Yine trafik içerisinde dolmuşçuların diğer araçların yol hakkını gasp etmeleri ve yolcu kapmak uğruna tehlikeli sollamalar yapmaları bu şehirde her gün karşılaştığımız vakıadır. Bir de dolmuş şoförlerinin sürekli kornaya basmak gibi anlamsız alışkanlığı var ki gürültü kirliliğinin baş nedenidir. Evi yahut çalışma yeri dolmuş güzergâhlarında olanlar bunun sağlık üzerindeki olumsuz etkisini en iyi bilenlerdir. Dolmuşçuların yolculara, yayalara ve diğer sürücülere olumsuz tavırları karşı taraf yanında kendi psikolojilerini de kötü yönde etkilemektedir. Bu da hemen her gün gördüğümüz trafikteki karmaşanın ve kavgaların ayrı bir nedenidir.

Yolculara olması gerektiği gibi nazik davranan, trafik kurallarına riayet eden ve yaya geçidine geldiğinde önceliği yayalara veren dolmuşçular da var elbette. Ama bunların sayısı çok az olduğundan aynı şoföre bir daha rastlamak zor ihtimâl.

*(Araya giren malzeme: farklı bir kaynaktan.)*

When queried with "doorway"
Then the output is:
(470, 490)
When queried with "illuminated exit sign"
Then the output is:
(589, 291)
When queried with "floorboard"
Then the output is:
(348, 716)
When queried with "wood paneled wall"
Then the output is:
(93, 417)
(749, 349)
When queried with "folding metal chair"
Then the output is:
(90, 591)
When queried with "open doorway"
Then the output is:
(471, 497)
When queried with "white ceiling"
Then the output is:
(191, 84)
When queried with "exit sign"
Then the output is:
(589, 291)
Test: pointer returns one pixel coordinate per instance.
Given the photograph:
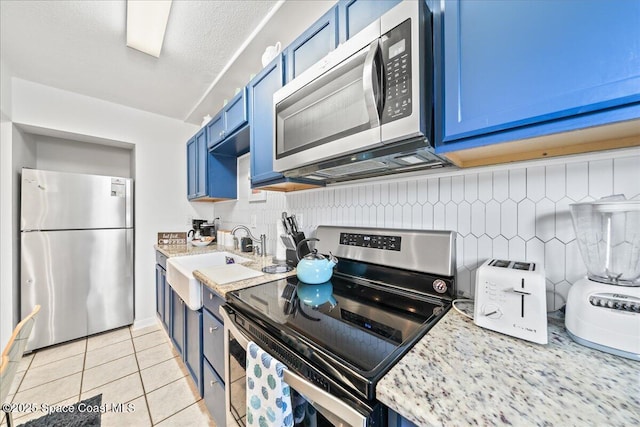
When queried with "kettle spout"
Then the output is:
(332, 260)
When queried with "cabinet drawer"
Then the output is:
(212, 301)
(161, 259)
(214, 395)
(213, 341)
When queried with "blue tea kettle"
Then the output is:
(314, 268)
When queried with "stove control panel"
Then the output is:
(616, 302)
(389, 243)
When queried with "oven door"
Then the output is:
(328, 411)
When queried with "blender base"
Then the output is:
(605, 317)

Kısaca söylemek isteriz ki yalnız dolmuşların yenilenmesi yeterli değil, dolmuş şoförlerinin zihniyetinin de artık değişmesi gerekir. Yolcuya kaliteli hizmet veren, saygılı ve kibar davranan, trafik kurallarına uyan, kornaya olabildiğince az basan ve yayalara öncelik hakkı tanıyan dolmuşçuların sayısının artması hem bizlere ve kendilerine olumlu yansıyacak hem de şehrin yaşanabilirlik derecesini yükseltecektir. Başkan Usta’dan temsil ettiği esnaf odasına dair bu yönde açıklamaların gelmesi beklenilmektedir.